Lo más interesante de la contribución de Marita Hamann me parece la incorporación al debate de las tesis del psicoanálisis. Porque el psicoanálisis ha logrado detectar, así lo leemos en su texto, una “curiosa dialéctica” entre la memoria y el olvido, un mecanismo de repetición que revela y encubre a la vez experiencias reprimidas de nuestro pasado, que, por añadidura, se expresan de modo inesperado en el logos, en el habla. El psicoanálisis ha iluminado una veta oculta, una forma sofisticada de olvido, que nos obliga a ser más cautelosos, más perspicaces, en la comprensión de nuestra memoria. Como en el caso de Hesíodo, aunque con otro lenguaje, es el litigio, la ruptura de lo simbólico, lo que desata la pregunta por la verdad. Y, como en el caso de Platón, la búsqueda de la verdad, la recuperación del olvido, se convierte en un asunto de todos, a través de la escucha del logos fragmentado y fragmentario. Hasta aquella tesis de Lacan según la cual la verdad tendría estructura de ficción podría ser suscrita por Platón, él más que nadie un narrador de mitos sobre la curiosa dialéctica entre la memoria y el olvido.

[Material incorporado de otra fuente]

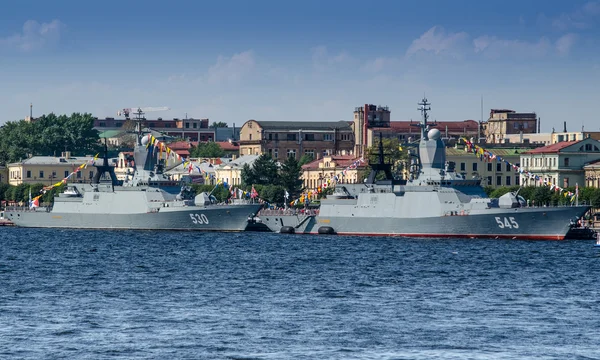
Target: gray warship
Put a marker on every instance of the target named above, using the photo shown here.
(435, 202)
(148, 200)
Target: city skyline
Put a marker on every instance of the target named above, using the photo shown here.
(234, 61)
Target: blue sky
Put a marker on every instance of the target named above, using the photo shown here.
(311, 60)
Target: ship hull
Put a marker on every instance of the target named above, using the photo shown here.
(218, 218)
(522, 223)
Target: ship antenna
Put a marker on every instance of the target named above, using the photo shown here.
(381, 157)
(424, 107)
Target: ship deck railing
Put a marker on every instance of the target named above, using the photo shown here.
(282, 212)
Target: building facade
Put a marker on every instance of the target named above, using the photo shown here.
(561, 164)
(231, 172)
(283, 139)
(503, 122)
(323, 170)
(190, 129)
(491, 172)
(3, 175)
(592, 174)
(48, 170)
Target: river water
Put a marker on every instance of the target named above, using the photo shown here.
(186, 295)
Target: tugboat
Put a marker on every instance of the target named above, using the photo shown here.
(142, 202)
(435, 202)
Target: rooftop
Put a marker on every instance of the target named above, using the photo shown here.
(552, 149)
(304, 125)
(341, 161)
(53, 160)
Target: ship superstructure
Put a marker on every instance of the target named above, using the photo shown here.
(435, 201)
(148, 200)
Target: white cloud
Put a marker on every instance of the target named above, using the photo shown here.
(322, 59)
(436, 40)
(35, 36)
(231, 69)
(581, 18)
(493, 47)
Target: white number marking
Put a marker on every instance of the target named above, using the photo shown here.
(510, 223)
(199, 218)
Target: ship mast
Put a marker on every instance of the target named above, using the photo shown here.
(424, 107)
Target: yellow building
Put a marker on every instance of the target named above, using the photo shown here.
(3, 175)
(48, 170)
(321, 171)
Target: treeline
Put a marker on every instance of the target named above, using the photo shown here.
(48, 135)
(542, 195)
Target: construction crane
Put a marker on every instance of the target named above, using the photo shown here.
(140, 111)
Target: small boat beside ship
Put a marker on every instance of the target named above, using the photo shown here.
(435, 202)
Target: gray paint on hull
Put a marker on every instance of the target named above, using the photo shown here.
(220, 218)
(531, 223)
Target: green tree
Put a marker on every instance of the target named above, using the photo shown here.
(208, 149)
(48, 135)
(218, 124)
(305, 159)
(264, 171)
(289, 176)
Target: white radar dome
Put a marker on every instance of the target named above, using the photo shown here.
(434, 134)
(145, 140)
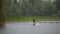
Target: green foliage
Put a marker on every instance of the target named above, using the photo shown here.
(31, 8)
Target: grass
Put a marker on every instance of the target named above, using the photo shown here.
(29, 18)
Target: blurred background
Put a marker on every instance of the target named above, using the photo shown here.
(25, 10)
(13, 13)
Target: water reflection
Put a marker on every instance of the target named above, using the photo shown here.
(28, 28)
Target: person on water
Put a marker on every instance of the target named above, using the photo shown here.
(34, 21)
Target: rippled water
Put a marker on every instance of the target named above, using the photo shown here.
(28, 28)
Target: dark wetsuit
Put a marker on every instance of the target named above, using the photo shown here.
(33, 21)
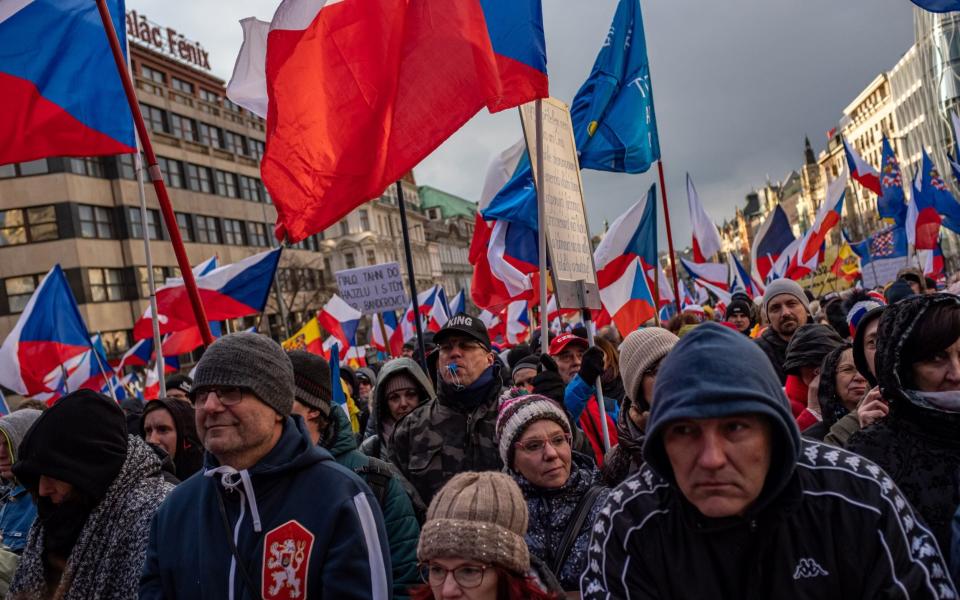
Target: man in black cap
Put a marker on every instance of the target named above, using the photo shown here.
(96, 490)
(455, 431)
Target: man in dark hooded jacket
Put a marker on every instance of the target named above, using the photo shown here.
(731, 503)
(456, 431)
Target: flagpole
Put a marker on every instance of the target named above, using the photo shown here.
(151, 281)
(404, 229)
(542, 238)
(154, 316)
(156, 177)
(666, 217)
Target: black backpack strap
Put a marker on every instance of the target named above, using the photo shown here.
(574, 525)
(377, 474)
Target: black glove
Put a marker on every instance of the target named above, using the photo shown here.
(591, 365)
(548, 381)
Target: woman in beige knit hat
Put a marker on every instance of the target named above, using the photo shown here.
(472, 546)
(640, 355)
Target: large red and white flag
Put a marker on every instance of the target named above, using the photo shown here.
(706, 238)
(360, 91)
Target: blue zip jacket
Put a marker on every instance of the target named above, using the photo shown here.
(17, 514)
(321, 532)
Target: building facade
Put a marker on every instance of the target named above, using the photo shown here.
(84, 213)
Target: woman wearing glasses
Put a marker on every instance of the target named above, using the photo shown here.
(561, 487)
(472, 546)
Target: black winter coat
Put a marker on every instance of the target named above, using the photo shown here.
(917, 444)
(839, 530)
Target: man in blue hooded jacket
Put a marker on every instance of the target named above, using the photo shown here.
(272, 515)
(732, 504)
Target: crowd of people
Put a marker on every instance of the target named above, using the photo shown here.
(778, 447)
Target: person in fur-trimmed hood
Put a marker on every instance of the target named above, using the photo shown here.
(97, 489)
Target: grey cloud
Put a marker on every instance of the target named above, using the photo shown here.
(737, 86)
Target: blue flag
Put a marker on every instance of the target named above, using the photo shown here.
(891, 202)
(938, 5)
(613, 118)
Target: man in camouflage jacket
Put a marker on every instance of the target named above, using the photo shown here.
(455, 431)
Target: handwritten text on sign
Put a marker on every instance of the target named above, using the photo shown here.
(571, 253)
(373, 289)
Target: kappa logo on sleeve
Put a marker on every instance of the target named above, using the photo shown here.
(286, 562)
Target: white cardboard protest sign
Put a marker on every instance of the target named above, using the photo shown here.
(565, 220)
(373, 289)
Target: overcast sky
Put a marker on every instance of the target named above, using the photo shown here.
(737, 85)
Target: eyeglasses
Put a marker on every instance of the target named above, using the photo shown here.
(466, 576)
(464, 345)
(227, 395)
(533, 446)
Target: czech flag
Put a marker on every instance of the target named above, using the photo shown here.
(827, 218)
(340, 320)
(228, 292)
(773, 237)
(861, 171)
(632, 235)
(458, 304)
(518, 322)
(393, 344)
(706, 238)
(923, 219)
(62, 95)
(49, 332)
(362, 91)
(628, 298)
(308, 339)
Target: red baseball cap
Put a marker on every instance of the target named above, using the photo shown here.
(560, 343)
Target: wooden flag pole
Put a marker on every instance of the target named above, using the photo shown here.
(666, 218)
(156, 177)
(413, 279)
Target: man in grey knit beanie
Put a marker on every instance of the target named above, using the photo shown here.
(243, 392)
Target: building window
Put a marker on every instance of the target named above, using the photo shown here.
(209, 96)
(249, 188)
(258, 148)
(210, 135)
(90, 166)
(106, 285)
(199, 179)
(207, 230)
(95, 222)
(158, 279)
(24, 225)
(155, 118)
(182, 127)
(226, 183)
(232, 232)
(235, 142)
(136, 225)
(185, 227)
(153, 74)
(115, 342)
(172, 171)
(127, 168)
(257, 234)
(19, 290)
(182, 86)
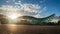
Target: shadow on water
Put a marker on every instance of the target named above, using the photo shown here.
(28, 29)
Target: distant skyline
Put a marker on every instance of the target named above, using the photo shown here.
(36, 8)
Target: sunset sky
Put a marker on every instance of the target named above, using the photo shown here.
(36, 8)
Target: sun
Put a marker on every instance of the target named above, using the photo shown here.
(14, 16)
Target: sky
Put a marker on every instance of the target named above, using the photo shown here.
(36, 8)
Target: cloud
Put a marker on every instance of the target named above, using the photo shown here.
(23, 9)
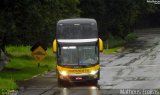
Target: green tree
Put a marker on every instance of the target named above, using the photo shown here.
(28, 21)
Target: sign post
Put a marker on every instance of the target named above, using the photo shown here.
(39, 54)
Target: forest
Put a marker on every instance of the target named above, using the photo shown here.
(25, 22)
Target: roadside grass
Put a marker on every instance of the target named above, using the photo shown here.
(113, 50)
(23, 66)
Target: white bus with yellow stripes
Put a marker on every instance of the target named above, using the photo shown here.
(77, 47)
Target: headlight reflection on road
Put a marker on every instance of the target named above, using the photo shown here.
(64, 91)
(94, 90)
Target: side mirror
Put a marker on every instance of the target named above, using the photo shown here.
(54, 46)
(100, 45)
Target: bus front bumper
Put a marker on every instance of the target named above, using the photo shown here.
(79, 77)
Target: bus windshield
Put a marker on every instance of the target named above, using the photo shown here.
(77, 31)
(79, 55)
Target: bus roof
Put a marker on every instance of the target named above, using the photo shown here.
(76, 21)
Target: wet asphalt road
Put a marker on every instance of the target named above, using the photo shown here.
(137, 67)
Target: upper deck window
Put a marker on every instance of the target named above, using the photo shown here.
(77, 31)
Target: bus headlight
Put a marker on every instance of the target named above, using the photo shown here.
(63, 73)
(93, 72)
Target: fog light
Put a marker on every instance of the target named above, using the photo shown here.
(93, 72)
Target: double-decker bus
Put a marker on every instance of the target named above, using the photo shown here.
(77, 47)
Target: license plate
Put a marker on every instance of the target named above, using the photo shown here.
(79, 78)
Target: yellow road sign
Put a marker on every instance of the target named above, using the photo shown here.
(39, 54)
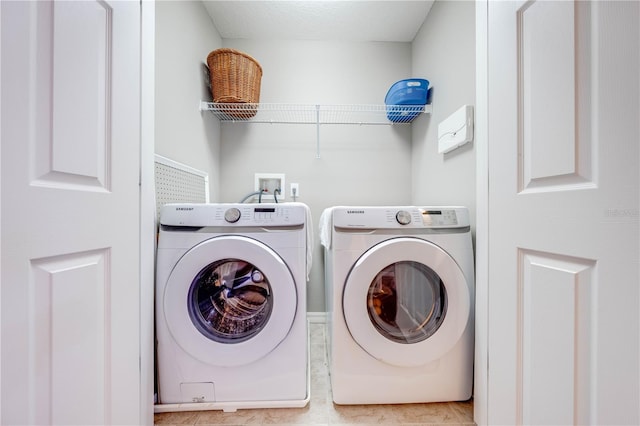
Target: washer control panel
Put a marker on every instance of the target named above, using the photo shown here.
(265, 214)
(400, 217)
(439, 217)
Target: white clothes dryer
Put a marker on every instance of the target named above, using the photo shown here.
(231, 306)
(400, 291)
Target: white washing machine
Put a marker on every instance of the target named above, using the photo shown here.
(400, 291)
(231, 306)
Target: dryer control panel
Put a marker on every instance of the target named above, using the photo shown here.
(411, 217)
(265, 214)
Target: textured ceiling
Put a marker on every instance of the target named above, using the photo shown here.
(319, 20)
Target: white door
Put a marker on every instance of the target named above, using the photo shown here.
(70, 192)
(563, 212)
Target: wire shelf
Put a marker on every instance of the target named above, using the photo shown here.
(315, 114)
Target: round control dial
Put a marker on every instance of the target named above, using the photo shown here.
(403, 217)
(232, 215)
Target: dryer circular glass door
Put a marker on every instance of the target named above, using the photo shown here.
(230, 301)
(406, 302)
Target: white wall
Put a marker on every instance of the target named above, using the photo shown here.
(184, 37)
(444, 53)
(358, 165)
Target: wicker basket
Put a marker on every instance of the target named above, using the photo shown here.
(235, 78)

De un estilo muy diferente es la contribución de Gisèle Velarde. En su texto no aparecen los pliegues ni las sospechas de las posiciones anteriores, sino una tesis más directa, a saber, que la existencia de prejuicios raciales es un obstáculo para la formación de la identidad nacional. Velarde da varios ejemplos del modo como puede verificarse esta tesis y trata luego de analizarla con la ayuda de la teoría de los juicios según Hannah Arendt. En líneas generales, estoy lejos de pensar que esa tesis sea falsa. Pero temo que se trata, en realidad, de una tautología. Porque si admitimos que en nuestra sociedad proliferan estereotipos despectivos sobre la relación entre los grupos étnicos, entonces no es necesario ya concluir que se esté obstaculizando la definición de una identidad nacional. Lo que se echa de menos en el texto es una explicación de por qué surgen esos prejuicios, y otra también sobre lo que habríamos de entender por “identidad nacional”.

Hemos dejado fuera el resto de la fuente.